The Food and Drug Administration has ordered the University of California San Diego Medical Center to stop admitting patients to most of its experimental studies after finding deficiencies in procedures to protect patients.
The FDA placed temporary restrictions on the medical center after a recent audit showed a number of problems, including the failure to properly report the Medical centersdeath of a patient who hadn't given full consent for an experiment.
UC-San Diego officials said the more than 800 experimental studies under way involving thousands of patients can continue, but physicians cannot add any more patients to the trials until the FDA approves the university's plans to correct deficiencies. The studies deal with new drugs and devices.
Patients participating in experiments at UC-San Diego Medical Center in Hillcrest and campus facilities in La Jolla "are perfectly safe," said John F. Alksne, M.D., dean of the UC-San Diego School of Medicine.

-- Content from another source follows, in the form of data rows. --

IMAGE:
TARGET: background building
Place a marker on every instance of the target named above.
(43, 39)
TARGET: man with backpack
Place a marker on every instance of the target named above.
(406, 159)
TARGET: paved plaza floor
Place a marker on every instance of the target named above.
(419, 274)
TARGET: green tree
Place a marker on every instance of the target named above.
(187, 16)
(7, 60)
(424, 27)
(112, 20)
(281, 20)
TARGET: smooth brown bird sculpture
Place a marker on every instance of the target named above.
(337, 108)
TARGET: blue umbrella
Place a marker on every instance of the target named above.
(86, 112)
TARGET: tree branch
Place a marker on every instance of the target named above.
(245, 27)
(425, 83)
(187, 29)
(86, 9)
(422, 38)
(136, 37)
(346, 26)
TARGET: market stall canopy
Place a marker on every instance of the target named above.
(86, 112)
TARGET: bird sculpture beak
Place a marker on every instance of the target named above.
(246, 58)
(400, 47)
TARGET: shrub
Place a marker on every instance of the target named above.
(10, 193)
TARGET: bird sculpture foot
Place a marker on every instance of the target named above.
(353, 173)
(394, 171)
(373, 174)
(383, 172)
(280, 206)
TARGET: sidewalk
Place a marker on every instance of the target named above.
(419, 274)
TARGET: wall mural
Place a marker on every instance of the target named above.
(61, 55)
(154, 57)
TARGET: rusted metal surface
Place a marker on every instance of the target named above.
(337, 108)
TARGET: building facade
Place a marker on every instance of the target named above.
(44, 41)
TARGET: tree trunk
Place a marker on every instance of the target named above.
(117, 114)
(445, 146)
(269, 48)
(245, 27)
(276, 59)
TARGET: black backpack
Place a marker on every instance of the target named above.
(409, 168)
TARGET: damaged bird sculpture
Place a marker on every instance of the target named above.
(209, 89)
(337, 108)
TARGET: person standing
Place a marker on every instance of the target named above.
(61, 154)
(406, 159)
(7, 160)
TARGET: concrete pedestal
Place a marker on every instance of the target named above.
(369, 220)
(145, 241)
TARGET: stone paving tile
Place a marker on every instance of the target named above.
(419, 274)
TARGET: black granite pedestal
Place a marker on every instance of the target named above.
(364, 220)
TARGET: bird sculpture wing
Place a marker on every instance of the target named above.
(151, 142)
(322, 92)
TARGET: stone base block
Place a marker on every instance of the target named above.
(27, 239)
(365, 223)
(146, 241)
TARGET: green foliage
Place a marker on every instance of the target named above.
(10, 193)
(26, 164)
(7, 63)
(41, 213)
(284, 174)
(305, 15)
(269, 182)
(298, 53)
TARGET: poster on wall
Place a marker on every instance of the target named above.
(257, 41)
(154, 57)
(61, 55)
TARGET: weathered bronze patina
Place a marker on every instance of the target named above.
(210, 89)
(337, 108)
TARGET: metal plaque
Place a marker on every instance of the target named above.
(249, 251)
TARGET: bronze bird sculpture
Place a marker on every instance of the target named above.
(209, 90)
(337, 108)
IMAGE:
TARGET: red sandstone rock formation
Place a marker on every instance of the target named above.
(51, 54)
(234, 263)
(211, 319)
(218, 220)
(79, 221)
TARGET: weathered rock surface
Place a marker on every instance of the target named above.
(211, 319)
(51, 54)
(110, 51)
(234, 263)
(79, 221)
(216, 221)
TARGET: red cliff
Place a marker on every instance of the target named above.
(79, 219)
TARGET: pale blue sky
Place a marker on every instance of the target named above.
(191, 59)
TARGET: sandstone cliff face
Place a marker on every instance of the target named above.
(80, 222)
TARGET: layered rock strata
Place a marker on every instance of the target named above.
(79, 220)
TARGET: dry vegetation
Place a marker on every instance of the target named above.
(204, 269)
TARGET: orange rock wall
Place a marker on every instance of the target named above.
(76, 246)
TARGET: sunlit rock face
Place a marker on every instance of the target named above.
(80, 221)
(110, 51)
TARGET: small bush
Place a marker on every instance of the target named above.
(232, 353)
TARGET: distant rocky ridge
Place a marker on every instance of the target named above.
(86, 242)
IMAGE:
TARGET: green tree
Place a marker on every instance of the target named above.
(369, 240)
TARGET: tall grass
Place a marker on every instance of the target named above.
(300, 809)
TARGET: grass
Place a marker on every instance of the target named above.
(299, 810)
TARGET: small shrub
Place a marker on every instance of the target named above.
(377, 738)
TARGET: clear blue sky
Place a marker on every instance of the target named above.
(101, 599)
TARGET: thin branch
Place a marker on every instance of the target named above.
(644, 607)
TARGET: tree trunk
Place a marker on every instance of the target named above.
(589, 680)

"There is no evidence people in clinical trials should be alarmed," Dr. Alksne said. "We are working aggressively to respond to the questions raised by the FDA."
UC-San Diego last week released a written statement about the experiment restrictions. Three hundred physicians and faculty members whose research studies include clinical trials were notified that they can't enroll new patients until the FDA matter is cleared up.
The death that led to the FDA action involved a woman of about 500 pounds who was suffering from gallstones, UC-San Diego officials said. A team headed by Alan F. Hofmann, M.D., a professor of medicine, attempted in 1992 to use a new substance injected into the gallbladder to dissolve the stones.
UC-San Diego officials said the lead researcher for the study didn't submit the required written report of the woman's death to the correct university authorities for several months. And the patient hadn't signed the correct consent form for the experiment, they said.
The woman was reported to have died from problems with anesthesia, not the drug used on her gallstones, officials said.